Her fingers dig into my back. “I had to make sure you were okay.”

“I told you on the phone I was fine.”

“Not good enough.”

She reaches up on her tiptoes and kisses me, her fingernails still clawing at my back. I hold her cheek and return her kiss, and the tiny bit of panic rolling through me just dissipates.

“You’re not mad?” I ask as we slowly open our eyes. Does she even get how damn gorgeous she is even without the light bringing out her features?

“Why would I be mad?”

“Uh…we set fire to your flag.”

“Mmmhmm,” she answers, kissing my neck. My eyes roll back while my head falls to her shoulder.

“And trashed your bleachers…”

“Yep.”

“And I almost laid a fist into your cousin… again.”

She keeps quiet at that one, but her lips stay against mine in desperate and erotic movements. Ah hell, I gotta get her out of here before anyone in my family comes down and catches me with a hard-on.

I wrap my hands around her wrists and pry out of her grip. Putting an arm’s length between us, I calm myself down and ask, “How can you not be mad?”

She blinks a few times and takes a couple breaths, obviously as worked up as I am. “All I could think about was you.”

“I’m fine.”

She pauses, watching my face.
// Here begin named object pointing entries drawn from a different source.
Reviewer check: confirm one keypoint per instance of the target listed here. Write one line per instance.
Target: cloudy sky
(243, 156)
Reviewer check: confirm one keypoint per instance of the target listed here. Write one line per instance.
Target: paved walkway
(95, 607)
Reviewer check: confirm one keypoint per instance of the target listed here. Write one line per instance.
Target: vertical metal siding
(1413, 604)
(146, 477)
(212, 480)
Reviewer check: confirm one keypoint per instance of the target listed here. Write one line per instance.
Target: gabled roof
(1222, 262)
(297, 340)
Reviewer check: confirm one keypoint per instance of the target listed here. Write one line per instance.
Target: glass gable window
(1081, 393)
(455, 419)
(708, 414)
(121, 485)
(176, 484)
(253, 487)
I try to force the sincerity of what I’m saying through my eyes, but I can’t. And she can see it. I’m far from “fine.”

I drop my forehead on her shoulder and pinch my eyes shut. Her fingers come up around my neck, and she tugs a little on my hair.

“Let’s go somewhere.”

“Right now?” I muffle in her shirt.

She nods. “Neutral territory, I promise.”
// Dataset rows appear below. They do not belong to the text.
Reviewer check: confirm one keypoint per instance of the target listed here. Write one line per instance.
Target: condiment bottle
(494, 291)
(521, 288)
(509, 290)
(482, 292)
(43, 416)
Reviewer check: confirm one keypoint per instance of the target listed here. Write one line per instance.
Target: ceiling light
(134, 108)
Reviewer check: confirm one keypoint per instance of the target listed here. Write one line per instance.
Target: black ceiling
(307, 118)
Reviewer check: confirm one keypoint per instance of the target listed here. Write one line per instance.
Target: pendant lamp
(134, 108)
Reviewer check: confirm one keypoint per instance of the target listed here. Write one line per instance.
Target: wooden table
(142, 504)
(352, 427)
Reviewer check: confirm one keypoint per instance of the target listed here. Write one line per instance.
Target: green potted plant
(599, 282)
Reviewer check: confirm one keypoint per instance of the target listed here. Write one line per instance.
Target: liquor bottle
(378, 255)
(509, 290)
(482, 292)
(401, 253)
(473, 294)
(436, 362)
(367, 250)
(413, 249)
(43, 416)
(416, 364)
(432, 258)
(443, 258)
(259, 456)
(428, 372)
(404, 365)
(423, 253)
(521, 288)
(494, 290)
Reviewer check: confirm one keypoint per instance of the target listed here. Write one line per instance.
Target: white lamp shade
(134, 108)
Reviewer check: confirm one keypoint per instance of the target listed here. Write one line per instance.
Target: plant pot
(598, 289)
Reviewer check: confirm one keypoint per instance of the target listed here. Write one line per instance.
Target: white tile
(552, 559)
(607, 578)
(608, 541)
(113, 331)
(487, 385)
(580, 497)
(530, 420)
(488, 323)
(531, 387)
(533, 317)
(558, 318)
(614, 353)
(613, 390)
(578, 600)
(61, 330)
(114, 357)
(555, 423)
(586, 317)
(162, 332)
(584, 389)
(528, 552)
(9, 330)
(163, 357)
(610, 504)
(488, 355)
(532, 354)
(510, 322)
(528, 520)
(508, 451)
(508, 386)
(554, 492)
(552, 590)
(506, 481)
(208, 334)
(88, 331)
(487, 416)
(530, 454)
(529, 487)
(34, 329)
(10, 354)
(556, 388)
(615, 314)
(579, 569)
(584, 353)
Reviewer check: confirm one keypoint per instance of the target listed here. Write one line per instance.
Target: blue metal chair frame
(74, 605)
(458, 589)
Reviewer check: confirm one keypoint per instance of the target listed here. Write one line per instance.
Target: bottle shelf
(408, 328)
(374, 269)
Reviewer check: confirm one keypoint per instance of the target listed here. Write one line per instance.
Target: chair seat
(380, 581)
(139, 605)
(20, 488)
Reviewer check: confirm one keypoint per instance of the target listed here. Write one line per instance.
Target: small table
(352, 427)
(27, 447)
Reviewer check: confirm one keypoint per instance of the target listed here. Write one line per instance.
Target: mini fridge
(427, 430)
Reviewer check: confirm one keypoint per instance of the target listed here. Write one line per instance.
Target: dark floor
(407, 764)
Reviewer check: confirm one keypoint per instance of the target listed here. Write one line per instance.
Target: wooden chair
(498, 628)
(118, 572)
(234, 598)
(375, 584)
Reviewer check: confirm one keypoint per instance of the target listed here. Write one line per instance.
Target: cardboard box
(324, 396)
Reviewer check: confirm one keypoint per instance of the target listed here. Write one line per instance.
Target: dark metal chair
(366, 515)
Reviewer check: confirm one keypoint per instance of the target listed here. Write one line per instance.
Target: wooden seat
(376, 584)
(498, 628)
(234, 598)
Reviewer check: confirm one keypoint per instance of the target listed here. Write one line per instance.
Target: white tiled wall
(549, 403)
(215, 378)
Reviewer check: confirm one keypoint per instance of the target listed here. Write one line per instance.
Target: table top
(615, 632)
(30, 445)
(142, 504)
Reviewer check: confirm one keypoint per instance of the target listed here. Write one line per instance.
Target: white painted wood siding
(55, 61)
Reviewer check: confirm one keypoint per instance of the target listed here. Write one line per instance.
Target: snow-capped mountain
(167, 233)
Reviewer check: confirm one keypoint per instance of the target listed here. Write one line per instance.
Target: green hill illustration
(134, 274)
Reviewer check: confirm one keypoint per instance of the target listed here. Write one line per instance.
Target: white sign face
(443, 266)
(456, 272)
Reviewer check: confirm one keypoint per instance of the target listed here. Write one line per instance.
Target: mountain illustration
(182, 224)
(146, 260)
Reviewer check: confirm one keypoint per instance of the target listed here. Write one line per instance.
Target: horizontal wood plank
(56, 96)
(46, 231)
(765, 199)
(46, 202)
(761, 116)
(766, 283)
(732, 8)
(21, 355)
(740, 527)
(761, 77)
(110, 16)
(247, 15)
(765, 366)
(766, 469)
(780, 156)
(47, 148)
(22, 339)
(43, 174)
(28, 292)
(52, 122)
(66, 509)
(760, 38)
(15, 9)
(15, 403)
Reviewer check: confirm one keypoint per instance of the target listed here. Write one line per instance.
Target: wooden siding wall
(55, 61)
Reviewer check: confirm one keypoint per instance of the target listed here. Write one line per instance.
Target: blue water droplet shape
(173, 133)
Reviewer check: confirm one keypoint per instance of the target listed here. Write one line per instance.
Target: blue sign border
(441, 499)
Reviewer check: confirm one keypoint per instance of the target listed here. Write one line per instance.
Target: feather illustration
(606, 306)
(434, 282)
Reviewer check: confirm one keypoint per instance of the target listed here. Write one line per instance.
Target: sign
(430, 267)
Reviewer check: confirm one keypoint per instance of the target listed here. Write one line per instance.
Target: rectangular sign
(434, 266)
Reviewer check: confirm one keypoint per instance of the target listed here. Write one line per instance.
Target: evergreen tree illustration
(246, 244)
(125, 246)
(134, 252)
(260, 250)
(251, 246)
It sucks that she has to add that. I wish I could just worry about sneaking out of my house. Nah, I gotta worry about sneaking around
everything
.

“Okay,” I say, standing straight. “Neutral territory.”

I grab the extra set of house keys, and we sneak out my front door. We speed-walk to her car, and I lay the seat all the way back when I get in.

Sam finds my hand as she takes us to…I have no clue. She talks about how Josh skinned his knee and how he can’t wait to show it to me. Apparently Sam didn’t play the cool scar card when he told her about it. A smile twitches on my lips, and it shouldn’t feel weird that it’s there, but it does.

Her foot taps the brake, and she lets go of my hand to put the car in park. I adjust the seat as she reaches behind me and grabs a football.

“Help me with my spiral?” she asks with a grin. I lean in and peck her once on the lips because she gets it. Gets
me
. Football solves everything, even when it’s part of the problem.

“Your spiral is perfect.”

“Then we’ll work on yours.”

“Ouch. You’re as bad as your brother.”

“Calling ‘em like I see ‘em, Koontz.” She gives me another quick peck before unbuckling and jumping out to the field. There’s a slight wind, and the air is chilly, but after a few throws, I’m sure we’ll be fine.

Her first pass is perfect. Right to my chest from twenty yards away. I jog around and toss back, making her chase it a little. She’s good though. Catches it and does a touchdown dance. I laugh, letting the sound take off in the wind and be as loud as it wants to be.